What matters is that the distance from earth to the constellation needs to be
within a specific range in order for the message to be readable.
Conclusions
Stenger’s attempts to refute FT through increasing the
area of parameter space that allows for life fail, because the area of
parameter space that does not allow for life is much larger. Stenger’s
arguments which decrease the total area of parameter space fail, because the
base-line assumption of FT is that physics could be different than it is in our
universe. Stenger’s attempts to refute FT by decreasing the number of
dimensions in parameter space fail, because G, h, and c are not arbitrary.
However, c is not a parameter which is capable of being FT because it is a
solar system level parameter.
Tyson’s argument that the universe is not FT because the
vast majority of the universe is inhabitable simply confused FT with Ideal
Design. The FT argument states that is the physics in our universe were
slightly altered, no origin events could take place. In our
universe, origin events are possible. Therefore, whether or not a high
percentage of our planet, the solar system, or the entire universe is habitable
is simply irrelevant.
Appeals to the multiverse to refute FT are not currently
valid, because we simply do not have empirical evidence for the existence of a
multiverse at the present time. If evidence supporting the existence of a
multiverse is found, it would still be necessary to establish that parameters
varied from universe to universe, a large number of universes exist, and the
multiverse itself cannot be FT.
The assentation of Krauss that FT is reduced to nothing
but “Anthropic Mania” dodges the question of FT without addressing the
argument. FT addresses the possibility for any type of abiogenesis, which
includes life forms vastly different than humans. Krauss also assumes the
multiverse exists in order to make his argument, something that Stenger rightly
avoids (and which has already been addressed in this document).
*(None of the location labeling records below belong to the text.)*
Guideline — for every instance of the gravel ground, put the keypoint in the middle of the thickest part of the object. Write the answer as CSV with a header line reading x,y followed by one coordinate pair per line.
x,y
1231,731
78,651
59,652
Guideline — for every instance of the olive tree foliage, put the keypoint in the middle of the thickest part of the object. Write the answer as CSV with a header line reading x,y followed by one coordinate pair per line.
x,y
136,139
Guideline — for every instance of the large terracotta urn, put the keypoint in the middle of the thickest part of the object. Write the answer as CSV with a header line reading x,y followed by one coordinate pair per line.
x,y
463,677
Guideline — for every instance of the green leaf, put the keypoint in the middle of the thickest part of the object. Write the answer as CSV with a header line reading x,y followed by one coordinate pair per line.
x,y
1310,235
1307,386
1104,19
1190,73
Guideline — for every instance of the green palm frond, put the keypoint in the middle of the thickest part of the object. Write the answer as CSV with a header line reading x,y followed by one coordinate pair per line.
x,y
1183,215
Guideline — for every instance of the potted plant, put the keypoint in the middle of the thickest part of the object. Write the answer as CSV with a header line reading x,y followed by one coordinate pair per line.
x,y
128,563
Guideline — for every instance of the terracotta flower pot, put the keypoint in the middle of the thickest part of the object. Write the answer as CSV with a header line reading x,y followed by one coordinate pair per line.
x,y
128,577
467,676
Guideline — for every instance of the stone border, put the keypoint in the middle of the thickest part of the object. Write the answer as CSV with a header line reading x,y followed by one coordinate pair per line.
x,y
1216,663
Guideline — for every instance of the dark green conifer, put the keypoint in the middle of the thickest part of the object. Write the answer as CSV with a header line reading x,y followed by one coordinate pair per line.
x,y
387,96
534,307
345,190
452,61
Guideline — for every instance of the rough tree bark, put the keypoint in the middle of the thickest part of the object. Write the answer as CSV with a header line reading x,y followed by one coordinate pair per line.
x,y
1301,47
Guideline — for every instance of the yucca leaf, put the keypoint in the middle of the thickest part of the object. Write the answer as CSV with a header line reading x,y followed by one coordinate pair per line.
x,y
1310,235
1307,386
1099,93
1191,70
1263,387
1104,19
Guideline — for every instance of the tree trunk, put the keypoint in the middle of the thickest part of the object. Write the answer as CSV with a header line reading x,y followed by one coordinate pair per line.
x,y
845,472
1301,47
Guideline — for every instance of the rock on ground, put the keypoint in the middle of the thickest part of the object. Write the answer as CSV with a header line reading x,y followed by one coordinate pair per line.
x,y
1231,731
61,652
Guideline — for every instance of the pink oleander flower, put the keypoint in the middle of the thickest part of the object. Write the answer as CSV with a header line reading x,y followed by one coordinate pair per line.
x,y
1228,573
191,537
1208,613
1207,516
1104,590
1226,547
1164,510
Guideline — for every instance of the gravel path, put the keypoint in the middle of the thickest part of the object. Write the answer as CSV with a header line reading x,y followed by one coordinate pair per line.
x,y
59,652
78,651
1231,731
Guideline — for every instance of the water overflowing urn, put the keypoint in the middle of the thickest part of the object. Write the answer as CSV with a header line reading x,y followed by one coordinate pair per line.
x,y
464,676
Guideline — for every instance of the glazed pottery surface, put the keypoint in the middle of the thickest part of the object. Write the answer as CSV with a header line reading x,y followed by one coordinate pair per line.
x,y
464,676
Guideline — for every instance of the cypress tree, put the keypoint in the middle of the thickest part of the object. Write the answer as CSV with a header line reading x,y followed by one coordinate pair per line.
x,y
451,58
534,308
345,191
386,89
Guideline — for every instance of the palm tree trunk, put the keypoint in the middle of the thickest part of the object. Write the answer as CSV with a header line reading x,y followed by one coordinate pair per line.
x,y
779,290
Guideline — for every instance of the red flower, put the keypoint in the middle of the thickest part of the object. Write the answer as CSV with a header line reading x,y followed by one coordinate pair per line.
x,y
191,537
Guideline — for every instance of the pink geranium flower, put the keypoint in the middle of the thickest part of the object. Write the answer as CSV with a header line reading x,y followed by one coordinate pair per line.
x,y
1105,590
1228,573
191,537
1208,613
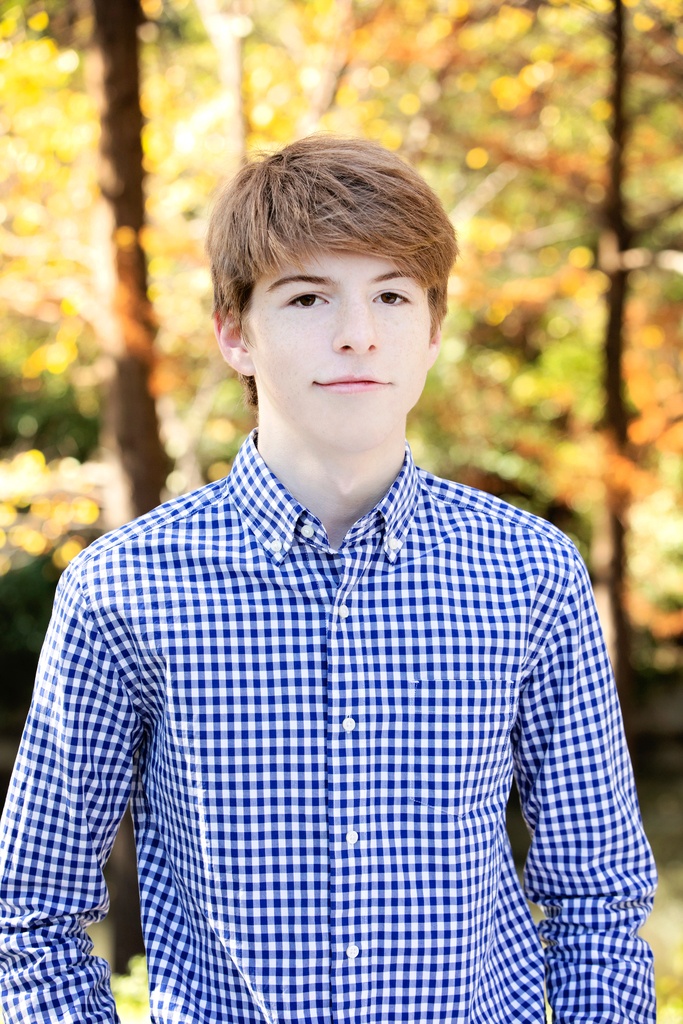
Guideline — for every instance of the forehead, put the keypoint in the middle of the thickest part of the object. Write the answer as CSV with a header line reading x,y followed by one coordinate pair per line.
x,y
334,268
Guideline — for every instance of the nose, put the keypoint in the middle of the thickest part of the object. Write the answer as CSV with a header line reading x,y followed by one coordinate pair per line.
x,y
356,330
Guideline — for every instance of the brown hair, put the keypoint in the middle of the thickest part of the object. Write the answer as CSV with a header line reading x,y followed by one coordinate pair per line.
x,y
326,194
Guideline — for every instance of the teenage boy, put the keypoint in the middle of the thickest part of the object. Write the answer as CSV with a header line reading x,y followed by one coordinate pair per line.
x,y
316,678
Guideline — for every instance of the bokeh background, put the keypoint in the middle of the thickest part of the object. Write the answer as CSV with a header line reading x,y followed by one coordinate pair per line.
x,y
553,131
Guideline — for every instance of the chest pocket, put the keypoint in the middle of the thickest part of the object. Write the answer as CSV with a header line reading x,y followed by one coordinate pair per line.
x,y
460,733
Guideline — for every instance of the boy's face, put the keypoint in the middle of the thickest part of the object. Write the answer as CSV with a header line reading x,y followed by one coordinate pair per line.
x,y
340,350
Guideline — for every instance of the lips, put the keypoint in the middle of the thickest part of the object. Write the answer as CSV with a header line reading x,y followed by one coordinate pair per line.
x,y
352,384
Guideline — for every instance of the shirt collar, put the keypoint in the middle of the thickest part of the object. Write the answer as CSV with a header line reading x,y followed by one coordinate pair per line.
x,y
274,516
The normalization problem is the only true counter to FT
at the present time. The normalization problem can be illustrated in terms of
the lottery analogy is as follows:
The Normalization
Problem is such a powerful counter, that it refutes any argument in favor of FT
based on statistics or proportions. Because infinite parameter space defies
statistical analysis, and the sample size N=1, we cannot utilize traditional
scientific methods to examine FT. Due to the Normalization Problem, it is
impossible to assign a degree of FT. However, Plantinga’s example shows that
this is a limitation with Bayesian statistics; it does not necessarily mean
that the universe is not FT. At this point, the subject of the FT of our
universe for abiogenesis requires further study. It will require a creative
approach to examine the evidence in order for quantitative conclusions to be
reached. Based on Plantinga’s approach, we can, however, conclude that our
universe is qualitatively FT. Because of the Normalization Problem, there is no
lottery—there is only a message written in the stars.